Third, seriously consider talking JSON in your Ajax responses. You'll be a whole lot more compatible with other stuff down the road.

Fourth, while it's very tempting to do everything in one script, you might want to consider creating an api.php that handles all your Ajax-y stuff. If you want some help with how to structure that, let me know. I can give you a template to use that might make your programming life way easier.

Emmanuel Obeng

Website & Android Developer

Aug 17, 2018

First,why are you echoing out all likes? Do you want to count them and make a count? Absolutely yes,according to a tutorial am following to achieve this. Thirdly,seriously consider talking JSON in your ajax responses.WHY? Am doing everything in one script because, the whole system is on the same webpage. By the way, am a junior developer,so i like to stay simple to accomplish task for now.I will glad if you help me make the script work, After the script work, then i use your suggestion to optimize the script to make things better.

Ok, a couple of things. In your ajax call, you are sending in two parameters:

data : {
    'liked' : 1,
    'postid' : postid
},

In your code that updates the lines, it references $_POST["likes"] and $_POST["userid"], neither of which are being passed in. I don't think you'll need "likes", but you will need "userid" if you want to attribute the like to a particular user.

Next, in the code that handles the ajax call, things look like they're happening out of order. First, you're attempting to get the number of likes for the post, but that's happening before you actually update the user_post with the like from the user pressing the Like button. Also, the while loop threw me there. I realize now that it will only iterate once. You might want to change that while to an if since it will only grab the one and only one row.

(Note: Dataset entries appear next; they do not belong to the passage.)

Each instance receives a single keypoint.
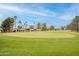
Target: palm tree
(15, 17)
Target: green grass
(39, 44)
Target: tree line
(9, 23)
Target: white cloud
(66, 17)
(40, 12)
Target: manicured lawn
(39, 44)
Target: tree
(31, 27)
(51, 27)
(20, 25)
(38, 25)
(44, 27)
(74, 25)
(7, 24)
(25, 24)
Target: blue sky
(59, 14)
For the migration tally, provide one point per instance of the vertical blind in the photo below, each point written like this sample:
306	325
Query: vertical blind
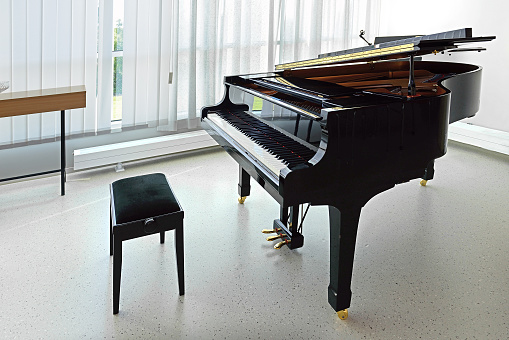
201	41
175	53
47	44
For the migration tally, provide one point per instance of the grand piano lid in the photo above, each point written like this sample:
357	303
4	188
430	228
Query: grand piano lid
419	45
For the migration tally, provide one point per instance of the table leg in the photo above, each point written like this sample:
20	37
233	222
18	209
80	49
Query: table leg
62	152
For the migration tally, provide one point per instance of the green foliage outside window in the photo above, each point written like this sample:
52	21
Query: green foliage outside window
118	45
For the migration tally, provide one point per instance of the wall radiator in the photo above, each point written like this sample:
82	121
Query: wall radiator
140	149
489	139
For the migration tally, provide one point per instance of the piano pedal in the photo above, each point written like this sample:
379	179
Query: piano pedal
275	237
343	314
271	231
281	244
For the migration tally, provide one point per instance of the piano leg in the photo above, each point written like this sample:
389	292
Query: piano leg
244	186
343	233
428	173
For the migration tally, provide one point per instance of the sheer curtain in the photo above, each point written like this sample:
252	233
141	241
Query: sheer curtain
176	53
47	44
197	42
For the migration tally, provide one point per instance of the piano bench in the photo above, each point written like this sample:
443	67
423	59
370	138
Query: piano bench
140	206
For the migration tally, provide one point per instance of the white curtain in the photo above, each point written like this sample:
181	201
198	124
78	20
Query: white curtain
47	44
198	42
195	43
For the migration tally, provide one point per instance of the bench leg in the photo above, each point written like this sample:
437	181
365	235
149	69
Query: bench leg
179	244
117	268
111	234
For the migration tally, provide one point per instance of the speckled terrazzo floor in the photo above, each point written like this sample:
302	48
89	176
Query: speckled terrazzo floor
431	262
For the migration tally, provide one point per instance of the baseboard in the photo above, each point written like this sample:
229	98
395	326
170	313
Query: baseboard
489	139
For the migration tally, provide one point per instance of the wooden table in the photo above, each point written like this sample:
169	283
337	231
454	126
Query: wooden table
45	100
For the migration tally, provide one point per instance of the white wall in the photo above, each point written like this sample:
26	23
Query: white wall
488	17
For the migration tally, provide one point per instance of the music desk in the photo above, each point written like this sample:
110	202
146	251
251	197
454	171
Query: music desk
45	100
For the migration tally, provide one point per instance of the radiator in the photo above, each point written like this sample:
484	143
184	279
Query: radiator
140	149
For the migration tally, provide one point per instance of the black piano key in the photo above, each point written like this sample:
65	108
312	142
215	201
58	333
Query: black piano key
275	142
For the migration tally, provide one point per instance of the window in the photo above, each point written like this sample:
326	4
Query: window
118	47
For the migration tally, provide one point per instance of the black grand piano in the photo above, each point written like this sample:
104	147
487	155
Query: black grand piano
339	129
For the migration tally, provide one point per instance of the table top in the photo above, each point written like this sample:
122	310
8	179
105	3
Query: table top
43	100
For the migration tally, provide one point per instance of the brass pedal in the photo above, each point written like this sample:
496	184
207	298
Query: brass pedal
281	244
274	237
271	231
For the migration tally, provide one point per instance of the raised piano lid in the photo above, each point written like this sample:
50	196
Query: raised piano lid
419	45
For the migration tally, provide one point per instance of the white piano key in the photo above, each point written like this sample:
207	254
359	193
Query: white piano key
254	149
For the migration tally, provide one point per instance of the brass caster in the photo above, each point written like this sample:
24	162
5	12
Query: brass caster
343	314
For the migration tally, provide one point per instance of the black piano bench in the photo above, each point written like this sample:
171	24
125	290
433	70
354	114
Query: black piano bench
140	206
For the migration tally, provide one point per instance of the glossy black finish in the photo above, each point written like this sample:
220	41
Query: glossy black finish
369	142
119	232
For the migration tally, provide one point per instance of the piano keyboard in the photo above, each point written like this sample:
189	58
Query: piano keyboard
267	145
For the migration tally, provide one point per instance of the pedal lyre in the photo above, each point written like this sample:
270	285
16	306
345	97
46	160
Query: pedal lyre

This is what I would do. Apologies for any typos, and if it doesn't work, keep in mind, I don't have this set up on my system, so it's untested. Hopefully it gets you a little closer.

if (isset($_POST['liked'])) 
{
    $userid = isset($_POST['userid']) ? $_POST['userid'] : '';
    $postid = isset($_POST['postid']) ? $_POST['postid'] : '';

    // First, update the user_post with the like. I recommend simply
    // incrementing it, but not sure if this works in MySQL. 
    // You also need to have it on the specific post, so...
    $stmt = $dbh->prepare("UPDATE user_post SET likes = likes + 1 WHERE postid =:postid");
    $stmt->bindParam(':postid', $postid);
    $stmt->execute();
    $updated = $stmt->rowCount();
    if ($updated > 0) {
        // Probably don't need to do anything here... if it fails, it fails. Maybe log it???
    }


    // Next, add the like for the user, if there is any
    if ($userid != "") {
        $stmt = $dbh->prepare("INSERT INTO user_likes(userid,postid) VALUES(:userid,:postid)");
        $stmt->bindParam(':userid', $userid);
        $stmt->bindParam(':postid', $postid);
        $stmt->execute();
        $result = $stmt->rowCount();
        if ($result > 0) {
            // code...
        }
    }

    // Finally get the current number of likes for the post
    $stmt = $dbh->prepare("SELECT likes FROM user_post WHERE postid =:postid");
    $stmt->bindParam(':postid',$postid);
    $stmt->execute();
    if ($row = $stmt->fetch(PDO::FETCH_ASSOC)) {
        echo $row['likes'];            // This is what returns
    }

    // Be sure to clean up your database stuff. Don't want to leave an open connection lying around.
    $stmt->close();
    $dbh = null;

    // Exit here so you don't continue the rest of the script
    exit(); 
}

Joe Clark

Full-stack developer specializing in healthcare IT

Aug 18, 2018

Ok. I had to install MySQL and get my system set up to test this. There are numerous issues.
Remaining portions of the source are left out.